To be sustainable, deaf teen ministry needs to be connected to the larger Christian body. Deaf ministry with teenagers cannot, and should not, exist separately from some network of a greater ministry. This connection is what makes deaf ministry sustainable. This only works if you recognize deaf ministry must be approached as a cultural ministry, NOT a disability group. Hearing people who do not sign are “signing-impaired.” Deaf people need to be welcomed to the table of fellowship with the whole family; we need a place at the table. We want to be part of the family. We want to contribute, share, pray and feel valued. If deaf ministry is isolated from other teens, we cannot sustain our outreach, which will be one more painful loss in the life of a deaf teen.

Welcome to the Family
My wife and I chose to build our family through adoption of older children. We have five children from three distinct cultural backgrounds. One son is African-American, our three oldest children are Caucasian and were born into rural poverty, and our youngest daughter is deaf and from Ecuador. However, we are one family. We love each other and share many meals together. When all our children still lived at home, each had separate rooms, and all were expected to be at the dinner table, ready to interact. There were fusses, fights and inconveniences that come with living in big families; but everyone is equally important, and each person carries responsibilities. Each one is a cherished part of the family. When one member is missing, our family is incomplete.

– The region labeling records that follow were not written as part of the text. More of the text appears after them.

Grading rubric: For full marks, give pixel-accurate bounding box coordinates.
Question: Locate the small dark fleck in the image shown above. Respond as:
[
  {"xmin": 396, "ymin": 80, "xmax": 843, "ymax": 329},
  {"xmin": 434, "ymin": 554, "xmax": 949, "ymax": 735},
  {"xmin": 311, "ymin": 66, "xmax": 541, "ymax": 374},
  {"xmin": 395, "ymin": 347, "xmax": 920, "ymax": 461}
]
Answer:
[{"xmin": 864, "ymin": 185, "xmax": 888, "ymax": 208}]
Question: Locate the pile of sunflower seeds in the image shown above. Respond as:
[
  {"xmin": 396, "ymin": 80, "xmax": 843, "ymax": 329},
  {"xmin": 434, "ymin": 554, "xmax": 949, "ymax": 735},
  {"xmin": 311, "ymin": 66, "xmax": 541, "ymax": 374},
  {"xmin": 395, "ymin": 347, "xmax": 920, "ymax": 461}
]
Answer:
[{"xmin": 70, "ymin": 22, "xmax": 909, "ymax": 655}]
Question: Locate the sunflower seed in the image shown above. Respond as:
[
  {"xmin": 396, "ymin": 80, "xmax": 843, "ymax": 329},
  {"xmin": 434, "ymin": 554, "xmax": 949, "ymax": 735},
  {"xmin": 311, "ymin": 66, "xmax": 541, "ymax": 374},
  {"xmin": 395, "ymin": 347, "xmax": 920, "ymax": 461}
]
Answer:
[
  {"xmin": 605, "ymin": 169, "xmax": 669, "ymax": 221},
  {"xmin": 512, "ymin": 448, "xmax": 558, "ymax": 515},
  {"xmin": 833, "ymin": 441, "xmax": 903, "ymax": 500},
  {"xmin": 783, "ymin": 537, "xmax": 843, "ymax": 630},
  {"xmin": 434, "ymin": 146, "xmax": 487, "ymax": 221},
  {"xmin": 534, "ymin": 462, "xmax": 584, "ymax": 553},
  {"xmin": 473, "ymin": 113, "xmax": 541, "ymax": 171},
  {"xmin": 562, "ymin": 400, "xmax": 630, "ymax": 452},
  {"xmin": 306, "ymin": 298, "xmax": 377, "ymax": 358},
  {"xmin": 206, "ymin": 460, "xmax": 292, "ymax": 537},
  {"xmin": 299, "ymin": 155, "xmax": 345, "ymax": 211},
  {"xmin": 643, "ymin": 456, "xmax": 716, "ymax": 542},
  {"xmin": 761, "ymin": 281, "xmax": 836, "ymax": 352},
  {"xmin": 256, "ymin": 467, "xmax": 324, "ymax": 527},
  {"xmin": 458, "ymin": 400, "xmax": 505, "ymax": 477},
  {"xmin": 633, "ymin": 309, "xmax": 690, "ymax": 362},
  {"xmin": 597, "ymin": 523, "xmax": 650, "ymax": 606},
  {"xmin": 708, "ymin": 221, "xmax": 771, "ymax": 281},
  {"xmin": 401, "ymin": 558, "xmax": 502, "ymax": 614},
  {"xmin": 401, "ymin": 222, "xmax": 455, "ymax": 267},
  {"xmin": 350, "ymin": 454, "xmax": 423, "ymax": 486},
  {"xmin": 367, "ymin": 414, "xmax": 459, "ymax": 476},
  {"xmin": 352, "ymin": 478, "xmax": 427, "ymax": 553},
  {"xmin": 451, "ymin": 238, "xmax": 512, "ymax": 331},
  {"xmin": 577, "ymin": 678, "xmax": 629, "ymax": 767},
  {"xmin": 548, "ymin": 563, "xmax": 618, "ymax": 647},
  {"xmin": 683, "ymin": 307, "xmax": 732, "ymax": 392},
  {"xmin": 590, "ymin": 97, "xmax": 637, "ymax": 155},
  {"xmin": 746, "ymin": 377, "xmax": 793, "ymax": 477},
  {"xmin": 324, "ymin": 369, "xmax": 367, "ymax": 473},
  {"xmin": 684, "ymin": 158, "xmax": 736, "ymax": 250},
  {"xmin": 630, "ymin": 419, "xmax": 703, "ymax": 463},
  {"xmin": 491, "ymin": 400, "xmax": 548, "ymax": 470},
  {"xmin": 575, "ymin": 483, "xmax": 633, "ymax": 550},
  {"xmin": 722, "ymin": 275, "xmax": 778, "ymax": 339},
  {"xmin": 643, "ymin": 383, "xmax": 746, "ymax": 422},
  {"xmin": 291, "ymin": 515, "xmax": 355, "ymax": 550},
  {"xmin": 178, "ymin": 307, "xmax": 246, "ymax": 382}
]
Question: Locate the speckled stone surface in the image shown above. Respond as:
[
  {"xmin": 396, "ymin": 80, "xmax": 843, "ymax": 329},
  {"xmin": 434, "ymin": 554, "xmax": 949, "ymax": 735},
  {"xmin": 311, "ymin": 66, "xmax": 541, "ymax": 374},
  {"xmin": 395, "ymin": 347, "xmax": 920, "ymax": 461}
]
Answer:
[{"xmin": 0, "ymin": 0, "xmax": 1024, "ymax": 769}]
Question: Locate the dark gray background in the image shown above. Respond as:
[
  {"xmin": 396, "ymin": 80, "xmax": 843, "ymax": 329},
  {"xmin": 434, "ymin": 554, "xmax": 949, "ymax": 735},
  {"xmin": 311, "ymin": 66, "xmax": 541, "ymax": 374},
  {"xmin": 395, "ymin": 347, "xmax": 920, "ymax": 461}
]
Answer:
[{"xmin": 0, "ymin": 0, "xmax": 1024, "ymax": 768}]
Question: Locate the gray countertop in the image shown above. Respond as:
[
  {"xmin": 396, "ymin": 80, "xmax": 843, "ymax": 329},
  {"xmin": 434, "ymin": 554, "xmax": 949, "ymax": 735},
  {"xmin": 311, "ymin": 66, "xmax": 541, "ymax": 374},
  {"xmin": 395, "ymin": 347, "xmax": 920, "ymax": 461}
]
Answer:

This is why the basic concept of effective and sustainable deaf teen ministry makes so much sense to us; we live daily with cultural diversity and family unity (though stressed at times). Every one of our children has a room in the house and a place at the table. Effort is required, but we are able to make things work. In fact, we must, if we are going to help bring the light of Christ into the lives of deaf and hard of hearing teenagers who need to realize God knows their heart language and celebrates their culture.